The database I am working on right now has records being added and removed by the 10s of thousands and because of this there are gaps in the auto-incremented key hundreds of thousands big and auto-increment numbers well into the billions.

These numbers are never stored to reference the individual record but are used to reference the record when doing on-the-fly calculations.

Is there any reason to remove these gaps and reset the auto-increment number or is this inconsequential?

The id field is an unsigned int, should I increase it to an unsigned big int? From what I understand, right now if it hits 4,294,967,295 it will break.

+3  A: 

The only reason I'd worry about it is if you find yourself close to that 2^32 limit. If you're not using the column as a row id, then don't even worry about it.

EDIT If you are using this column for any kind of identifying information, then I'd switch the column over to a GUID or something, because you're gonna get overflow, and then you'll get duplicate values. And that's no bueno.

Bryan Ross
"auto-increment numbers well into the billions." 2^32 is only 4 billion, give or take a few hundred million. Perhaps now is a good time to start worrying before it's too late.
Mark Byers
+1  A: 

I don't know what the growth rate of your autoincrement field is, but it should be simple math for you to estimate when you will hit the 4294967295 limit.

If you still feel that you need to do something, you have the following options:

  1. reset the current count to 1. Do this ideally by dropping the column and recreating it. Since you are not using this field for referential integrity, should be a quick and simple fix until the next time...
  2. Change the datatype to an unsigned BIGINT. Now you can go up to 18446744073709551615. But you need more space in the heap to store this increased amount of data, and you have only postponed your problem.
  3. Change from an autoincrement (INT / BIGINT) to a UUID. Then you can stop worrying about numbers and the nature of infinity, but you most likely will have to change all of your client code.

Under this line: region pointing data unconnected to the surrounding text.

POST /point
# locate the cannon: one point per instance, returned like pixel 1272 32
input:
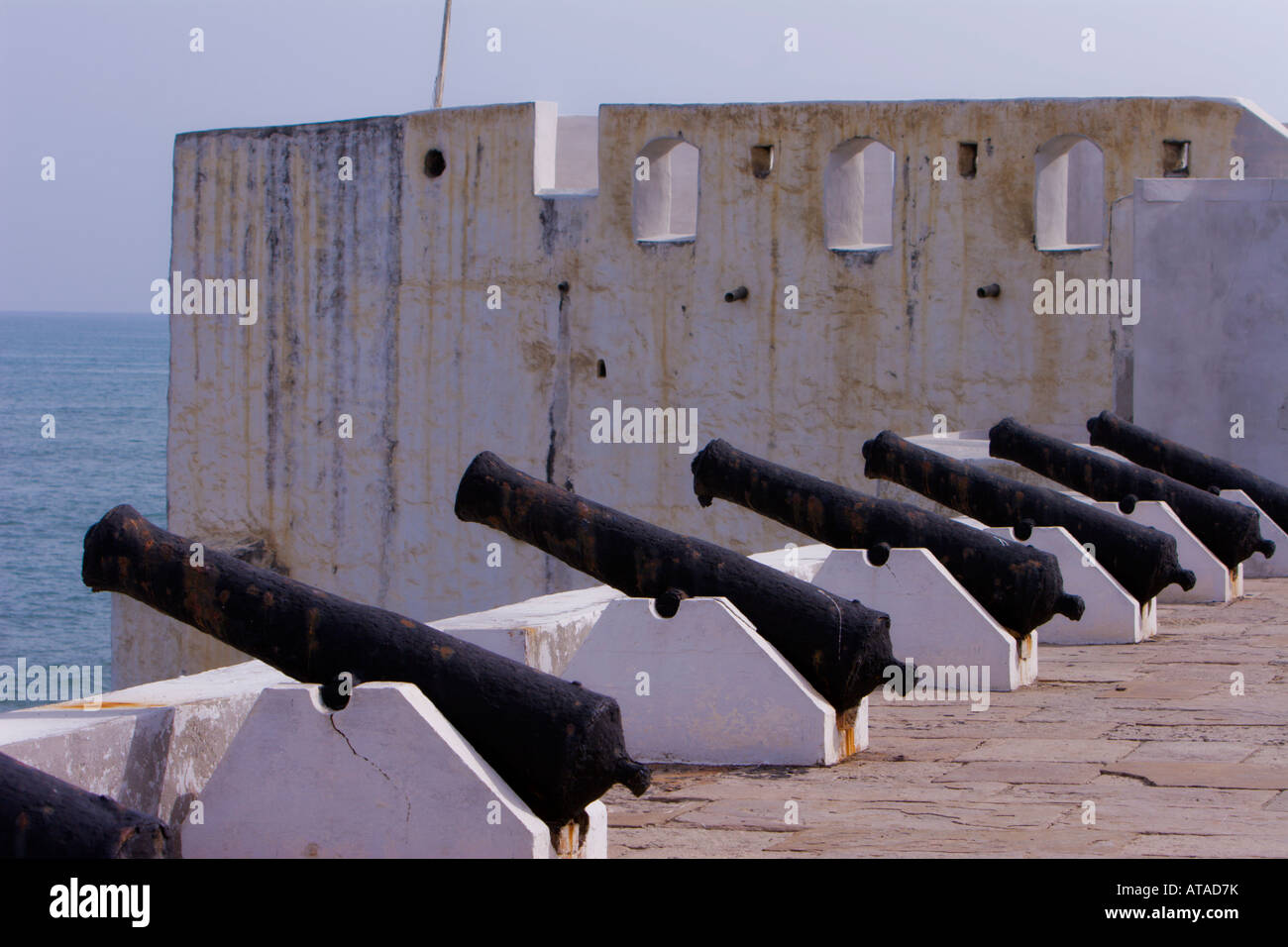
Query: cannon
pixel 555 744
pixel 1202 471
pixel 838 646
pixel 1018 585
pixel 46 817
pixel 1233 532
pixel 1142 560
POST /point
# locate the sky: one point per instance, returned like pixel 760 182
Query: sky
pixel 104 85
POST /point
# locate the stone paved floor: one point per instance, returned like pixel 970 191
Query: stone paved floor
pixel 1150 733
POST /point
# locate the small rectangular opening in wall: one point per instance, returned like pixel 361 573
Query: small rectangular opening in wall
pixel 566 153
pixel 761 159
pixel 1176 158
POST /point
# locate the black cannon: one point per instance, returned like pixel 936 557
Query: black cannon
pixel 46 817
pixel 557 745
pixel 1142 560
pixel 1202 471
pixel 1233 532
pixel 840 647
pixel 1018 585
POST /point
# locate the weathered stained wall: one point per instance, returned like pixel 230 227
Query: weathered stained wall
pixel 374 303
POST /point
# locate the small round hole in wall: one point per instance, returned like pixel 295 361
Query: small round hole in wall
pixel 434 162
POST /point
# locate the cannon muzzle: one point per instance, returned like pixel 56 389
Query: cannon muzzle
pixel 1233 532
pixel 1019 585
pixel 557 745
pixel 1142 560
pixel 1203 471
pixel 838 646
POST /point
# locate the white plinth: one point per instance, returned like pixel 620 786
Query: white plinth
pixel 386 777
pixel 932 618
pixel 1258 566
pixel 704 686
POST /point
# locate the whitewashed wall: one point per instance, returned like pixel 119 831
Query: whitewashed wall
pixel 373 303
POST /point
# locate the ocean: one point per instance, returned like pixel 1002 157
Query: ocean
pixel 103 377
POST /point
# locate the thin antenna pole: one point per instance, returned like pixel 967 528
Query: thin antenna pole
pixel 442 55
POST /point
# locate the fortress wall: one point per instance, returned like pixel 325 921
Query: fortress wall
pixel 374 303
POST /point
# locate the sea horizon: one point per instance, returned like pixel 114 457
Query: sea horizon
pixel 84 429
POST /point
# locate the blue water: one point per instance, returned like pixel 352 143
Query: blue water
pixel 103 379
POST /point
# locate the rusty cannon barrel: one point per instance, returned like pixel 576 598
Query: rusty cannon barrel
pixel 1142 446
pixel 1019 585
pixel 555 744
pixel 1142 560
pixel 840 647
pixel 46 817
pixel 1233 532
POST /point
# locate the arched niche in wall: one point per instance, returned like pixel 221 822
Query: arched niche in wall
pixel 858 196
pixel 1069 195
pixel 665 195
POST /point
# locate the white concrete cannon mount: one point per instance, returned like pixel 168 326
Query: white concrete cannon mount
pixel 932 618
pixel 1258 566
pixel 386 777
pixel 704 686
pixel 1112 615
pixel 1214 581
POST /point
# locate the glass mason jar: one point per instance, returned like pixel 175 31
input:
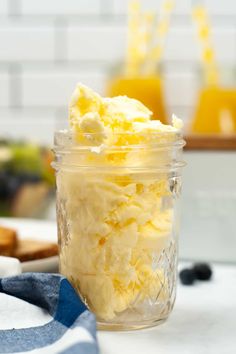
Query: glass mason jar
pixel 118 226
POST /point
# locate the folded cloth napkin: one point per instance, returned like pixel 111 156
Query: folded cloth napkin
pixel 9 266
pixel 70 328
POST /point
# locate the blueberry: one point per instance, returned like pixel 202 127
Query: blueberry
pixel 202 271
pixel 4 193
pixel 187 276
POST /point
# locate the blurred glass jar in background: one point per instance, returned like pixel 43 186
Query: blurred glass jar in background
pixel 146 88
pixel 118 226
pixel 216 107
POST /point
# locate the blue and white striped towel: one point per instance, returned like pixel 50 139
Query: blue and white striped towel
pixel 70 328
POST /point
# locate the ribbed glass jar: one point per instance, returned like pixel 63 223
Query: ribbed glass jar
pixel 118 226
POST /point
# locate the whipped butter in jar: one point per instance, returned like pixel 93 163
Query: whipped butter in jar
pixel 118 179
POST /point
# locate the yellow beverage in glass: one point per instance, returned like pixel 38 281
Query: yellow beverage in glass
pixel 216 111
pixel 147 89
pixel 216 107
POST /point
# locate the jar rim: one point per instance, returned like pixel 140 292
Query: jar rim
pixel 64 141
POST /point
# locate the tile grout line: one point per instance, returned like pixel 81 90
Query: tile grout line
pixel 14 8
pixel 60 40
pixel 15 83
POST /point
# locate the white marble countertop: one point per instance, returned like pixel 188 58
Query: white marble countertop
pixel 203 322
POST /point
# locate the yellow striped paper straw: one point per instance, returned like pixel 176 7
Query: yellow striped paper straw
pixel 159 36
pixel 200 17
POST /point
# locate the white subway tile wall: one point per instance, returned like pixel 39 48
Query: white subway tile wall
pixel 3 7
pixel 47 46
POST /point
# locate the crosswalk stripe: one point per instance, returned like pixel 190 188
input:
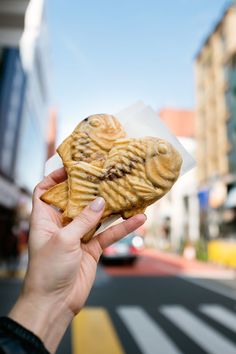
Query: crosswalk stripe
pixel 209 339
pixel 220 314
pixel 148 335
pixel 93 333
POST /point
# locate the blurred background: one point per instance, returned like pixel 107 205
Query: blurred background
pixel 61 61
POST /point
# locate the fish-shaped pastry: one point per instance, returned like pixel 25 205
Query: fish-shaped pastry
pixel 90 142
pixel 136 173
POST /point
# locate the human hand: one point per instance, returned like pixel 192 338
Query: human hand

On a separate note, I sense a poor decision or two somewhere earlier up the line here.

Richard Quinn
Agreed, Why exactly are you deleting records in the 10s of thousands? You might want to rethink your normalization possibly.
MindStalker
The table is used to store research data. Once the calculations are completed there is no reason to keep the calculation data any longer and is deleted.
But thanks for the tip on this UUID, I will look into this.